On Sun, 2006-05-14 at 07:45 -0400, Chuck Swiger wrote:
> Andrew wrote:
> > It's my understanding that if there is more than one instance of a
> > specific application running, then portions of the code are shared in
> > memory. I would assume that would apply to dynamically linked
> > applications as well; i.e. if two different applications are linked
> > against the same library, the given code exists in only one location in
> > memory. Is this correct?
> 
> Yes.  The details are more complicated, but the portion of an executable 
> which contains code and does not change can be shared between many 
> processes from only one copy in physical RAM, and likewise for shared 
> libraries loaded by dynamic or runtime linking.
> 
> > The second portion of my question is, how does this apply to jailed
> > processes? Looking through the architecture handbook, I did not see any
> > references to VM, which leads me to believe that the standard rules
> > apply to jails as well. So, for instance, if I was to provide a hosting
> > service with numerous instances of Apache running in individual jails,
> > could I assume that base memory usage (ie idle, not serving requests)

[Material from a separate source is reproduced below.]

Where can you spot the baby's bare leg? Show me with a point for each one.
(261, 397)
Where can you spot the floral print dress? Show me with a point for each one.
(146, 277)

> > would increase at a roughly linear rate.
> >   
> 
> The same thing applies to jails, and the static portions of apache/httpd 
> will only appear once in RAM, however, you are going to see roughly 
> linear increase in memory usage depending on the number of children 
> running, because there's anywhere from 1MB to 25MB or so of dynamic 
> memory being used per httpd which is specific to that process, depending 
> on which modules you're using and whether you are loading perl or PHP 
> scripts....
> 

Hi Chuck,

Thank you for the clarifications. It seems as though this will work
quite well; the hosting setup, that is. I would have to assume that this
has been done many times before, but it's always fun to have an idea pan
out the way that you expected it to!